CodePudding user response:

Browsers will use the DOCTYPE definition to decide whether or not to interpret an HTML (or XHTML) document in Quirks mode. I assume that's what you mean by "messes up the proper display of the web page" - you're carefully creating valid HTML5 but the browser goes into Quirks mode and the page doesn't look right.

What you want is the standard HTML DOCTYPE definition.

<!DOCTYPE html>

Unfortunately for you, the HTML generation functions in CGI.pm are unmaintained and don't have support for HTML5. So you can't get the module to generate this DOCTYPE.

Honestly, your best approach is to stop using all of the HTML generation functions and switch to a template-based approach instead. But I can see how that would be a big job so, in the short term, perhaps you can just stop using start_html(). It shouldn't be too hard to replace the call with a heredoc that contains the text that you want.

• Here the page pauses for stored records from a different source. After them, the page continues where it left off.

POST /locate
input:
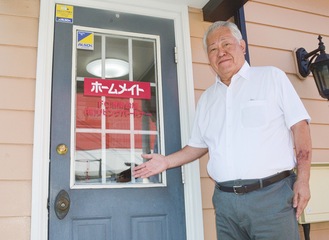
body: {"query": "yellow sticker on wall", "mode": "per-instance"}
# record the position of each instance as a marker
(85, 40)
(64, 13)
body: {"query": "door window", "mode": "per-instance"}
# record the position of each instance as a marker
(115, 107)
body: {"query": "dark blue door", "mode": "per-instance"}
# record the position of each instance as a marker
(114, 96)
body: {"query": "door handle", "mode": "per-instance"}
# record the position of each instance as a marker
(62, 204)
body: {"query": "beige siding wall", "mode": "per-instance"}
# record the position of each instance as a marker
(274, 29)
(18, 47)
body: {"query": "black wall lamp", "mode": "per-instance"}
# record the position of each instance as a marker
(319, 68)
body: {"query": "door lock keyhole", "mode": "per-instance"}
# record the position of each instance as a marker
(62, 204)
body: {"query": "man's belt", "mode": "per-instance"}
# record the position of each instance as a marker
(261, 183)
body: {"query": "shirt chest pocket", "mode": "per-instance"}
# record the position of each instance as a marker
(254, 114)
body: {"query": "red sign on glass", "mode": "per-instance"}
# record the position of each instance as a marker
(116, 88)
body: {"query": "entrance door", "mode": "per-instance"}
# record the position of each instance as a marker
(114, 96)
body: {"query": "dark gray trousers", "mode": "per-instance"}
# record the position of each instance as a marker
(264, 214)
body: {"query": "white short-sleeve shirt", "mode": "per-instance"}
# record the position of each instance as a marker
(246, 125)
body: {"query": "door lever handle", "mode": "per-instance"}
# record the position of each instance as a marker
(62, 204)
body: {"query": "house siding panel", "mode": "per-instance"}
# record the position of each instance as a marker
(18, 47)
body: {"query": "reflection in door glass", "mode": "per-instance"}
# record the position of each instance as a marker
(112, 130)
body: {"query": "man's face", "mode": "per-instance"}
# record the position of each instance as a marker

Update: The comment from Quentin below got me thinking. When I said:

you're carefully creating valid HTML5 but the browser goes into Quirks mode and the page doesn't look right

I was completely wrong. If you get the browser behaviour you want without a DOCTYPE, then you want to put the browser into Quirks mode. And that's far easier. Using the information from the Wikipedia article I linked to above, you can see that HTML 4.01 Transitional is the most recent DOCTYPE that will put all modern browsers into Quirks mode. So you can use that DOCTYPE.

$ perl -MCGI=:html -E'say start_html(-dtd => "-//W3C//DTD HTML 4.01 Transitional//EN")'
<!DOCTYPE html
        PUBLIC "-//W3C//DTD HTML 4.01 Transitional//EN">
<html><head><title>Untitled Document</title>
</head>
<body>

And that should get the browsers working as you want them.

But relying on Quirks mode is fragile. I recommend that you consider fixing your HTML and CSS so that they work as you want when browsers are in Standards mode.